From the Guidelines
Bleeding in liver cirrhosis should be managed with immediate medical attention, including stabilizing blood pressure with IV fluids and blood transfusions as needed, followed by vasoactive drug therapy with octreotide or terlipressin, and endoscopic therapy with band ligation or tissue adhesive injection, as recommended by the EASL clinical practice guidelines 1.
Initial Management
The initial management of liver cirrhosis bleeding involves:
- Stabilizing blood pressure with IV fluids and blood transfusions as needed
- Administering vasoactive drug therapy, such as octreotide (starting at 50 mcg IV bolus followed by 50 mcg/hour infusion for 3-5 days) or terlipressin (2 mg IV every 4 hours), to reduce portal pressure and control bleeding 1
- Providing antibiotic prophylaxis, such as ceftriaxone (1 g/24 h) for up to seven days, to reduce the incidence of infections and improve control of bleeding and survival 1
Endoscopic Therapy
Endoscopic therapy is the definitive treatment for liver cirrhosis bleeding, with:
- Band ligation preferred for esophageal varices
- Tissue adhesive injection preferred for gastric varices
- Endoscopic therapy should be performed as soon as possible within the first 12 h after admission, to ascertain the cause of haemorrhage and to provide endoscopic therapy if indicated 1
Secondary Prophylaxis
After the acute bleeding is controlled, patients should receive:
- Non-selective beta-blockers, such as propranolol (20-40 mg twice daily) or nadolol (20-40 mg daily), to prevent rebleeding
- Secondary prophylaxis may include a combination of beta-blockers and endoscopic band ligation 1
Prevention of Complications
Prevention of complications, such as bacterial infections, hepatic encephalopathy, and deterioration of renal function, is crucial in the management of liver cirrhosis bleeding, and can be achieved by:
- Providing antibiotic prophylaxis
- Preserving renal function by adequate replacement of fluids and electrolytes
- Avoiding nephrotoxic drugs, such as aminoglycosides and non-steroidal anti-inflammatory drugs (NSAIDs) 1
From the Research
Liver Cirrhosis Bleeding
- Liver cirrhosis is a major global health burden due to its high risk of morbidity and mortality, with bleeding being a significant complication 2.
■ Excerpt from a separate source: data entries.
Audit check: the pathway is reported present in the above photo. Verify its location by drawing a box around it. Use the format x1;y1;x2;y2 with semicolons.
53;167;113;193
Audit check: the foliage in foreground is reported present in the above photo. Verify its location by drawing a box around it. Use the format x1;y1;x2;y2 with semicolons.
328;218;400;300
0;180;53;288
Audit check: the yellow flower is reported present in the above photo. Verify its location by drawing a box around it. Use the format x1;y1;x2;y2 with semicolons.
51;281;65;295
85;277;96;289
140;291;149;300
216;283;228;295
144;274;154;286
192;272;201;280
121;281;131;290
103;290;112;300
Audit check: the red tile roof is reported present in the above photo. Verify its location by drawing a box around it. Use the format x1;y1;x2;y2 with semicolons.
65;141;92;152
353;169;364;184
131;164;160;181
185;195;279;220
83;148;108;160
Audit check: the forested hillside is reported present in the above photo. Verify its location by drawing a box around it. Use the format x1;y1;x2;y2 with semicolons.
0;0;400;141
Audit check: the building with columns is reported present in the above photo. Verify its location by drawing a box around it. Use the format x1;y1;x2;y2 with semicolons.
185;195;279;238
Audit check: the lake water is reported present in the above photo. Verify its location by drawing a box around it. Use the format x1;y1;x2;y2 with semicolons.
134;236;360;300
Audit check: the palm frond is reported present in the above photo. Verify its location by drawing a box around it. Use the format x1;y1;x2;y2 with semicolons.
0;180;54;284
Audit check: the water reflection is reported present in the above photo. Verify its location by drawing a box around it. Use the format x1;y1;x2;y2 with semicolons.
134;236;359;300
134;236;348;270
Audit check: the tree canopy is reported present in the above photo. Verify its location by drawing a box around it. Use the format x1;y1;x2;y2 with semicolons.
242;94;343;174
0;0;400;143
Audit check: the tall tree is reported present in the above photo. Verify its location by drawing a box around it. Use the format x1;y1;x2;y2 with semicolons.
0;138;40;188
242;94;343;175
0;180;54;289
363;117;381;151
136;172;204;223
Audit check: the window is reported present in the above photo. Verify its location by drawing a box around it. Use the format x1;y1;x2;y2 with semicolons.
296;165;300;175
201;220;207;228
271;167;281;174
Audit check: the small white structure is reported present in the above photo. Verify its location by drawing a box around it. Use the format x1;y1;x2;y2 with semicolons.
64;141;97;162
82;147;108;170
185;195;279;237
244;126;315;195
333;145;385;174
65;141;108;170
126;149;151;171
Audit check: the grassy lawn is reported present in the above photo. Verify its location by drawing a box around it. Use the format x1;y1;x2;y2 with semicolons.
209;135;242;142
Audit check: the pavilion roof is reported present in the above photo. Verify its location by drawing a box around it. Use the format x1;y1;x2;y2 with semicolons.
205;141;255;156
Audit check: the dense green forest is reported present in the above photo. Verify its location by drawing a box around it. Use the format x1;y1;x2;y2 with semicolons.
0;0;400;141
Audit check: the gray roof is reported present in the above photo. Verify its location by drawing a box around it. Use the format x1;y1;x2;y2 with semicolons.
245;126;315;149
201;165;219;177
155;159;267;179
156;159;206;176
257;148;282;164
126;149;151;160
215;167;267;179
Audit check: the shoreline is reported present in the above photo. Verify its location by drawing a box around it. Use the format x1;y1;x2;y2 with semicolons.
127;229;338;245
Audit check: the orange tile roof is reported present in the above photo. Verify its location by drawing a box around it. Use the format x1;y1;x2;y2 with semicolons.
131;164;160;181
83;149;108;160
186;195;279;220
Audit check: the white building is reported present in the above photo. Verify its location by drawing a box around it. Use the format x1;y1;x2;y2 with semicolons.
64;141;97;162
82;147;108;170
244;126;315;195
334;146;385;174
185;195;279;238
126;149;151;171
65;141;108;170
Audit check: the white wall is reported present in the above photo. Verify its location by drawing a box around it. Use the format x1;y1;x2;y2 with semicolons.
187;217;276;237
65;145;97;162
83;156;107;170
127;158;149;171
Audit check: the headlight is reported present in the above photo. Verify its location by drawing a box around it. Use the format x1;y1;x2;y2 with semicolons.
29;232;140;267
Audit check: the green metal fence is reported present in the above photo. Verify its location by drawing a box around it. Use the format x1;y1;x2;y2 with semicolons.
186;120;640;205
- Terlipressin has been recognized as a beneficial treatment for cirrhotic patients with acute variceal bleeding and hepatorenal syndrome (HRS) 2, 3.
- The use of terlipressin in liver cirrhosis-related complications, such as ascites, post-paracentesis circulatory dysfunction, and bacterial infections, remains insufficiently studied 2.
- Patients with cirrhosis have complex alterations in their hemostatic system, and routine diagnostic tests of hemostasis do not reflect hemostatic competence in this population 4.
- In bleeding patients with cirrhosis, prohemostatic therapy is not the first line of management, even in the presence of markedly abnormal platelet counts and/or prothrombin times 4.
Treatment of Bleeding in Liver Cirrhosis
- Terlipressin is an effective drug for HRS reversal in patients with liver cirrhosis and acute-on-chronic liver failure, with documented mortality benefit in HRS and acute variceal bleeding 3.
- Adverse effects of terlipressin, such as gastrointestinal symptoms, electrolyte disturbance, and cardiovascular and respiratory adverse events, should be closely monitored 2, 3.
- The use of proton pump inhibitors (PPIs) in patients with liver cirrhosis should be cautious, as they are associated with an increased risk of spontaneous bacterial peritonitis and increased mortality rates 5.
- There is a concerning overprescription of PPIs in cirrhotic patients, often deviating from established guidelines, which subjects patients to unnecessary risks 5.